Los días que siguieron fueron de una tristeza extrema.
Leyendo noticias, mirando la tele.
Eran los '90 y un periodista muy amigo del poder decía en la tele que "murieron judíos y también muchos inocentes".
Frases como esa rebotaban en los medios, en la calle. Personas que una veía a diario, por ignorancia tal vez, o por ideas discriminatorias que siempre estuvieron guardadas, hacían comentarios parecidos. "Murieron argentinos también" se escandalizaban, como si ser judío implicara pertenecer a otro habitat, como si hubiera muertos valiosos y otros que no tanto.
Dolía.
De a poco empezamos a ponerle nombres y rostros a los muertos y a aquellos que todavía se buscaban entre los escombros.
Alguien que trabajaba allí, alguien que justo pasó por la puerta, alguien que vivía en un edificios cercano.
Todos inocentes.
Unos días después seguían las búsquedas. Los bomberos habían podido salvar a un hombre que estaba enterrado entre los escombros. Lo habían bautizado "Cacho" y lo festejamos todos como un triunfo de la vida en medio de tanto dolor. Pero al poco tiempo Cacho sufrió una falla respiratoria y murió.
No nos quedaba ni la esperanza.
El sentimiento de dolor que había en mi casa por esos días estaba en el aire, se respiraba.
Sentíamos esas muertes, como argentinos, como judíos y como habitantes de este mundo.
El entonces presidente dijo que investigarían sin descanso.
Pero no investigaron nada.
El poder político quedó manchado con la sangre de las víctimas.
Hubo algunos nombres, alguna detención, supuestas investigaciones, desmentidas, encubrimiento.
Un juego perverso de mentiras y falsedades que puso de manifiesto el antisemitismo que siempre estuvo vinculado al poder.
Los años siguieron pasando y los gobiernos también.
Del atentado a la Amia sólo nos quedan rumores, teorías, suposiciones.
De justicia, nada.
Hoy, a treinta años de aquel horror, el fantasma del pasado vuelve en forma de amenaza cuando el gobierno actual hace alarde de su simpatía con las políticas nefastas de Israel sin siquiera medir las consecuencias.
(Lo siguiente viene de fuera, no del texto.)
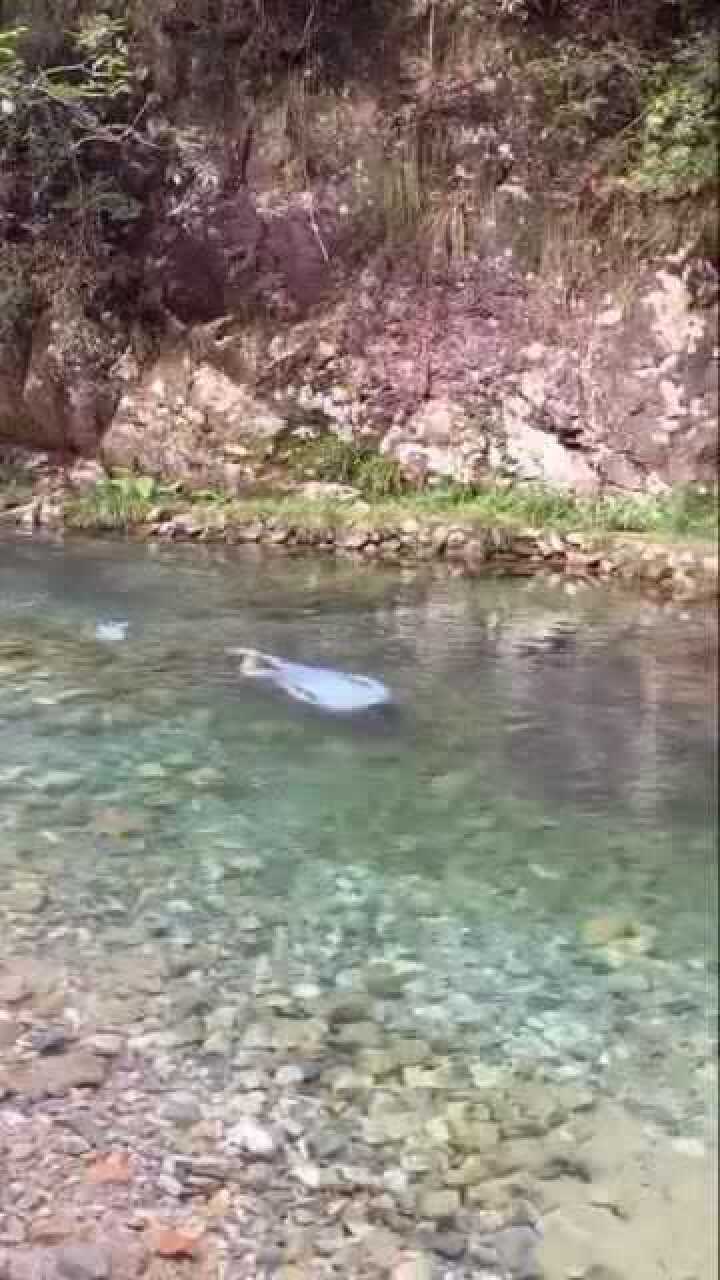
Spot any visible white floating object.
[95,622,129,644]
[228,649,392,712]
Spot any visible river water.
[0,540,717,1269]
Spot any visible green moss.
[65,474,178,530]
[288,433,407,500]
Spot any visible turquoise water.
[0,540,717,1133]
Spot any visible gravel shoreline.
[0,911,716,1280]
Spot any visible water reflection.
[0,541,716,1141]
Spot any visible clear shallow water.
[0,541,716,1134]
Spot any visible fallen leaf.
[146,1226,201,1258]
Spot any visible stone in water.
[95,621,129,644]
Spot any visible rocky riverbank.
[0,461,719,600]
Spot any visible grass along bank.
[64,475,719,541]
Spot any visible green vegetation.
[630,38,720,198]
[281,433,407,502]
[60,476,719,541]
Es tan fácil mostrar valentía con la sangre y el dolor de los otros. Algo que en estos días parece repetirse hasta el cansancio.
No queremos volver a atravesar nunca más un horror igual.
El atentado a la Amia fue y es un crimen cargado de mezquindades, silencios, complicidades y encubrimientos que encienden nuestro dolor.
Queremos la verdad.
Exigimos justicia.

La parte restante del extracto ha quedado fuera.